Newcastle University
Any night that starts off with three for £9 trebs in Market Shaker is destined to be a good one, but when you’re rolling into Jesmond at 5am with no bank cards, bag or dignity, take it as a sign to go on a bit of a detox. You can better yourself as a student over Lent, so make the most of it and stick to a quiet night in instead. Plus, giving up the crippling hangxiety for a month and a bit will be a blessing to your housemates, as well as you. Those post-treb debriefs are never positive.
University of Nottingham
It’s time to give up convincing yourself that Hallwood library is better than George Green. End of. Unless you’re a long term fan of grey brutalist concrete, it’s obvious that George Green is miles better, because who doesn’t find the beauty of the modern glass appealing?

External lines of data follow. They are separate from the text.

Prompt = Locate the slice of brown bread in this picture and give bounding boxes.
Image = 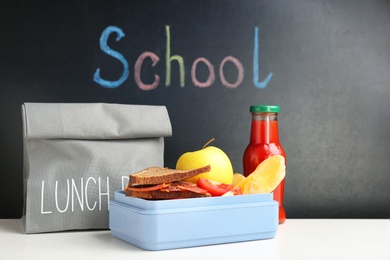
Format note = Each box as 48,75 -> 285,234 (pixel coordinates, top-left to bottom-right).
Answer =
129,165 -> 211,186
126,189 -> 211,200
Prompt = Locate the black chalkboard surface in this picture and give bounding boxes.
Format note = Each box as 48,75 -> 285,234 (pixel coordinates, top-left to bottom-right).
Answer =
0,0 -> 390,218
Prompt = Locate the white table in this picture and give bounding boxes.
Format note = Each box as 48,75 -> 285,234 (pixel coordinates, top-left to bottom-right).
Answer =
0,219 -> 390,260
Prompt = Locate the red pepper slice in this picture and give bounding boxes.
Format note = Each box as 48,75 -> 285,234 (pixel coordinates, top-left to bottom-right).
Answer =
196,178 -> 234,196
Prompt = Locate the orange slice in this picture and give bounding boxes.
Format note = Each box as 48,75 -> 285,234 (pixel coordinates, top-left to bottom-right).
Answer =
236,155 -> 286,194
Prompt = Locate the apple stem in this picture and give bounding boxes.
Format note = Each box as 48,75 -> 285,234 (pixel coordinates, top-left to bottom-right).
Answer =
202,138 -> 215,149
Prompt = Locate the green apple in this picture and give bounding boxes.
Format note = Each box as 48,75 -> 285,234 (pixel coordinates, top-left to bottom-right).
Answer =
176,139 -> 233,184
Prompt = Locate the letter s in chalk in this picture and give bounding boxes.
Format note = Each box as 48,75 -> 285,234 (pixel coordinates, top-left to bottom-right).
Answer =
93,26 -> 129,88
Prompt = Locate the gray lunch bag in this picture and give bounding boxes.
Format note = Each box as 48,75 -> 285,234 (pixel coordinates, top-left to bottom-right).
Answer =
22,103 -> 172,233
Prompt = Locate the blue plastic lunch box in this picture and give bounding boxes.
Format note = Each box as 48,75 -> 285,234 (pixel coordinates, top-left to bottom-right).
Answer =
109,191 -> 279,250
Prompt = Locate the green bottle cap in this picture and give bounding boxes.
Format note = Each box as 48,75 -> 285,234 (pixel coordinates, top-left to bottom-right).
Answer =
249,106 -> 280,113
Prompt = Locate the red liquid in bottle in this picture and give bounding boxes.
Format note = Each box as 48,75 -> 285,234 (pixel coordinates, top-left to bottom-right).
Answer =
243,106 -> 286,224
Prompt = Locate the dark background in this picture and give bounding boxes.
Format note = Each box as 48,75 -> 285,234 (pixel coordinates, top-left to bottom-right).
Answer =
0,0 -> 390,218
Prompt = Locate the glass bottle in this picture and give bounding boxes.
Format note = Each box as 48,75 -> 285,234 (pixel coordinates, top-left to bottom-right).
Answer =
243,106 -> 286,224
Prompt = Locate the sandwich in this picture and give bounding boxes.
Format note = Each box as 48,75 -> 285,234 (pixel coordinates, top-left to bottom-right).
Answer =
124,165 -> 211,200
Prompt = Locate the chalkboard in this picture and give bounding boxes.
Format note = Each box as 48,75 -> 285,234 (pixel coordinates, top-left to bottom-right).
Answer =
0,0 -> 390,218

If you ignore the fact it’s full of STEM students, those bright open floors are enough to make anyone want to pull an all nighter in there. Being Hallwo0d’s number one fan isn’t the flex you think it is, so let go and grow up.
University of Oxford
Oxford students, you may be brave thinking you can avoid the student housing camp out every year, but it might be time to let that determination go. Waiting outside the letting agencies at 2am may well be your last and only resort, so don’t try and rise above it. You’re all in the same boat.
University of Sheffield
There’s no need to convince yourself that climbing the hills around campus is easy anymore. Back in the day, you might have been a naive little fresher that happily logged your strolls on Strava every day, but as the old age starts to hit and you need to stop halfway through your trek for a break, it might be time to drop the Hyrox mindset. Sheffield University students – give yourself a break this Lent.
University of Warwick
Hey Warwick STEM students, stop hogging seats in the FAB! If there’s anything you should give up for Lent at university this year, and probably for the rest of your time at university, it’s invading the only safe space arts students have on campus. They fought for their right to their own building, so go easy on them and clear out of it. We heard the library is perfectly fine – go and give that a go and leave everyone else in peace.
University of York
Out of all the universities, Lent should be the time that York whips itself back into shape. Okay, we get that Long Boi was the best cultural icon to ever come out of a university campus, but as much as we love the tributes, it might be time to let go. It’s only for 40 days – you can easily stop pointing at every duck on campus and claiming that it’s Long Boi’s distant relative. We miss him too, don’t get us wrong, but putting a stop to the mourning might do you some good.